Consider a charged particle of charge q and mass m being projected from the origin with a velocity u in a region of uniform magnetic field $\mathbf{B} = - B \hat{\mathbf{k}} $ with a resistive force being present given by F = kv. Finally, it comes to rest. Find its dispalcement.
Now, I had a problem with the computations of this.
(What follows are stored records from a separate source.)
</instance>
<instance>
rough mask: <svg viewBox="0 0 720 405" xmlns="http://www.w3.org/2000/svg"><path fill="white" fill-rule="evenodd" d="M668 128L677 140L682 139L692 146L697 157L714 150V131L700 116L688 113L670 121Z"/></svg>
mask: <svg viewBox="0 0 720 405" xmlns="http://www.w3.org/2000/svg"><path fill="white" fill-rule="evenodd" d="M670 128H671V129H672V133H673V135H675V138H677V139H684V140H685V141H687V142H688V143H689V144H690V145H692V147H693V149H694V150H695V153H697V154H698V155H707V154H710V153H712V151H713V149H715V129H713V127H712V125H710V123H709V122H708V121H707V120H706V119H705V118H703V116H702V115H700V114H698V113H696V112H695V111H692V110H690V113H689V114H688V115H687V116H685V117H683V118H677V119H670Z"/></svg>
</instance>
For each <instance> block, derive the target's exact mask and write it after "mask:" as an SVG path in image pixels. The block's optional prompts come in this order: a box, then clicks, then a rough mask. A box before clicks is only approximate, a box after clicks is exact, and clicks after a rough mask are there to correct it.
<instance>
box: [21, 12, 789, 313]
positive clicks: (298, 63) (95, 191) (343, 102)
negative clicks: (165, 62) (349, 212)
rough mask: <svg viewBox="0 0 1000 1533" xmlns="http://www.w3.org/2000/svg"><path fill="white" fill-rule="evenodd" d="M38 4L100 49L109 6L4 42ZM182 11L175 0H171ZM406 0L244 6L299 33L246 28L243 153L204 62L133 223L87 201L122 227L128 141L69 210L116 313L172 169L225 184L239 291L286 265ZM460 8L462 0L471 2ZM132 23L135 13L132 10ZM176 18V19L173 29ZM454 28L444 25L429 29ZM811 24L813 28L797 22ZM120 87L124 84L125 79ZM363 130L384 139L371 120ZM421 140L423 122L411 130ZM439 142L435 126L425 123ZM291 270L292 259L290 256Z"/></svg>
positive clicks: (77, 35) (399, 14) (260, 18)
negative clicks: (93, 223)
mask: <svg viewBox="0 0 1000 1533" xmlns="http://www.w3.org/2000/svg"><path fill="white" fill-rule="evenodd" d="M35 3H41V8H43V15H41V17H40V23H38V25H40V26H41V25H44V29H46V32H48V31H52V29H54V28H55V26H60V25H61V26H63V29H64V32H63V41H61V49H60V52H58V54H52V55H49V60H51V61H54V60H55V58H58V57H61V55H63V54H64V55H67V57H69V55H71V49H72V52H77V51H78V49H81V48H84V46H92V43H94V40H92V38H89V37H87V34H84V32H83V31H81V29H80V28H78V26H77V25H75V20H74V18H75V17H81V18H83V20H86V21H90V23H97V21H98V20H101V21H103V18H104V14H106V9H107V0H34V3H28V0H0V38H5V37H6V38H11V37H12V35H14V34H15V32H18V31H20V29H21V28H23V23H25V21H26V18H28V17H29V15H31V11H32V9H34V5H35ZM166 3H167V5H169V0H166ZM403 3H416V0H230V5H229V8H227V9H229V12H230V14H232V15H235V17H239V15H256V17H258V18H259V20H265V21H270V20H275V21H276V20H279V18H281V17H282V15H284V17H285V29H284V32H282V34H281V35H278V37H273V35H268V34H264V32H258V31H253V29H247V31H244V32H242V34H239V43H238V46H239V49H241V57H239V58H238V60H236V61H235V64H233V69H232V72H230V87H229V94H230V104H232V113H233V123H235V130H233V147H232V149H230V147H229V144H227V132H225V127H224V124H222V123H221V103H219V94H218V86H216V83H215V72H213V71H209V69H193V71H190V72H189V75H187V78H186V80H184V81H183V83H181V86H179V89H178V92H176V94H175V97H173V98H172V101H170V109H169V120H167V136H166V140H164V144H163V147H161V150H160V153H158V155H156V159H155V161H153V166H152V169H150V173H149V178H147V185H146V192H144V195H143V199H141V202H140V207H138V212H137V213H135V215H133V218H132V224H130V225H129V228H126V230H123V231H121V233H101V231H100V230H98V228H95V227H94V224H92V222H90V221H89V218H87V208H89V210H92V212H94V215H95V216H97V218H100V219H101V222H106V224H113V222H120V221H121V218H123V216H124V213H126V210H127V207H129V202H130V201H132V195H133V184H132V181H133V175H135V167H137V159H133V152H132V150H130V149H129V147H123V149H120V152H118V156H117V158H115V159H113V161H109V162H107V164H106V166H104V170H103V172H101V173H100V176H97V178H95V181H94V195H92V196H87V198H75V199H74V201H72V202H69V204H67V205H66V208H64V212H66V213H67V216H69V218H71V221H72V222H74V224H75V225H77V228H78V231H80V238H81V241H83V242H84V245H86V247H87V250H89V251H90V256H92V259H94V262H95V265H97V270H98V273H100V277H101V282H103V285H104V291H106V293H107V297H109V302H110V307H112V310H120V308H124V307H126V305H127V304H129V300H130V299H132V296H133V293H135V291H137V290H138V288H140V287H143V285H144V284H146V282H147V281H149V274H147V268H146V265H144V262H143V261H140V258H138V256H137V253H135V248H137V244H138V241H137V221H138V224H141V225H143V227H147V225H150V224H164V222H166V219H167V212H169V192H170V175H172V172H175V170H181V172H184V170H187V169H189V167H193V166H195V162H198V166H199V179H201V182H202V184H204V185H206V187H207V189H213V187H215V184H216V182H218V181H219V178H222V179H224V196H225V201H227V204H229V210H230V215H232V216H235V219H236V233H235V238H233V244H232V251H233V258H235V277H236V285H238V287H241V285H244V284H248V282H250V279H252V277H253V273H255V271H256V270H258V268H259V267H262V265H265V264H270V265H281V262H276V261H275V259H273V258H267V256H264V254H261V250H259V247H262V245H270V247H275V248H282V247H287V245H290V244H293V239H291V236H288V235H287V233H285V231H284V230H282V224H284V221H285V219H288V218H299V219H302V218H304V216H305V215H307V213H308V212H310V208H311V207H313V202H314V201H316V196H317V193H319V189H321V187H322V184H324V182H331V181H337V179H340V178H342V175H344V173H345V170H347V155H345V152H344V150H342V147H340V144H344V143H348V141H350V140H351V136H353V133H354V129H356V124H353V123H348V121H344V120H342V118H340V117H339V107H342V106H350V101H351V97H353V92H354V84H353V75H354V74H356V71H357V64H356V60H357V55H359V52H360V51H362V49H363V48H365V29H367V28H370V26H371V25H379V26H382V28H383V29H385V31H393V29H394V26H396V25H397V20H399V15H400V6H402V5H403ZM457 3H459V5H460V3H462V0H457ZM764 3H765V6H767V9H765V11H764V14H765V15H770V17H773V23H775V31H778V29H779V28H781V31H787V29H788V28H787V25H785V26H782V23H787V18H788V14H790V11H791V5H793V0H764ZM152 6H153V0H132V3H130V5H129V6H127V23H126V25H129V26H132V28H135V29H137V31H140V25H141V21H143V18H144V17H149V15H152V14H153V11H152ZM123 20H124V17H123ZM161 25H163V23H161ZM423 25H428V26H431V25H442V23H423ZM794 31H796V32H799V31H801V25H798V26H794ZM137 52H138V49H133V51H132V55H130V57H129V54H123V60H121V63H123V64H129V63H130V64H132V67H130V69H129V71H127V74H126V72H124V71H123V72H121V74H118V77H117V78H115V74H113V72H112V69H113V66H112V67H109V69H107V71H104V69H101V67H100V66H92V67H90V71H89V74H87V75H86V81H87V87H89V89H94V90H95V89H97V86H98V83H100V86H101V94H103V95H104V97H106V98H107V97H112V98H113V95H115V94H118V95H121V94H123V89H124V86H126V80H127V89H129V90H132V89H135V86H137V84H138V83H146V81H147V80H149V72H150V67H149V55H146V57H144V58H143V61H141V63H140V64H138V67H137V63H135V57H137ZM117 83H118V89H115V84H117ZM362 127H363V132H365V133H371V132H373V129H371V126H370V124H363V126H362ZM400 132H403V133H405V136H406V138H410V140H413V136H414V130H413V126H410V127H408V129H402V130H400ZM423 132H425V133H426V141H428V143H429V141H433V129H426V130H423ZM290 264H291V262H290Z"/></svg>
Basically, I approached this in 2 different ways, in one where I found distance, and in the other, I found displacement, yet both answers seemed to match.
METHOD 1:
$$ \mathbf{F} = -v (qB \hat{\mathbf{r}} + k \hat{\boldsymbol{\theta}} )$$ $$\implies m \frac{|\mathbf{dv}|}{dt} = |\mathbf{v}|\sqrt{q^2B^2 + k^2}$$ $$\implies |\mathbf{v}|\frac{|\mathbf{dv}|}{|\mathbf{ds}|} = \frac{|\mathbf{v}|}{m}\sqrt{q^2B^2 + k^2}$$ Simplifying and integrating, we get the required value of distance as the integral of $|\bf{ds}|$ is the distance traversed.
Thus,
$$\Delta S = \frac{um}{\sqrt{q^2B^2 + k^2}}$$
METHOD 2:
Writing the velocity and acceleration in cartesian coordinates, we get,
$$\mathbf{F} = qB(v_x \hat{\mathbf{j}} - v_y \hat{\mathbf{i}}) - k(v_x \hat{\mathbf{i}} + v_y \hat{\mathbf{j}})$$ Thus, $$a_x = \frac{-1}{m}(qBv_y + kv_x)$$ $$a_y = \frac{1}{m}(qBv_x - kv_y)$$
Hence, we get
$$dv_x = \frac{-1}{m}(qB(dy) + k(dx))$$ $$dv_y = \frac{1}{m}(qB(dx) - k(dy))$$
Integrating these 2, we get 2 linear equations for $x$ and $y$, which upon solving gives us the value of the final $x$ and $y$ coordinates.
Thus, finally we get
$$x = \frac{umk}{q^2B^2 + k^2}$$ $$y = \frac{umqB}{q^2B^2 + k^2}$$
Squaring and adding and then taking the square-root, we get, $$\Delta S = \frac{um}{\sqrt{q^2B^2 + k^2}}$$
Now, I feel like the 2nd expression is for displacement and not distance.
Thus, my question is, what am I doing wrong? I don't find any logical flaws in either argument. However, distance clearly will not be equal to displacement. What is the error here?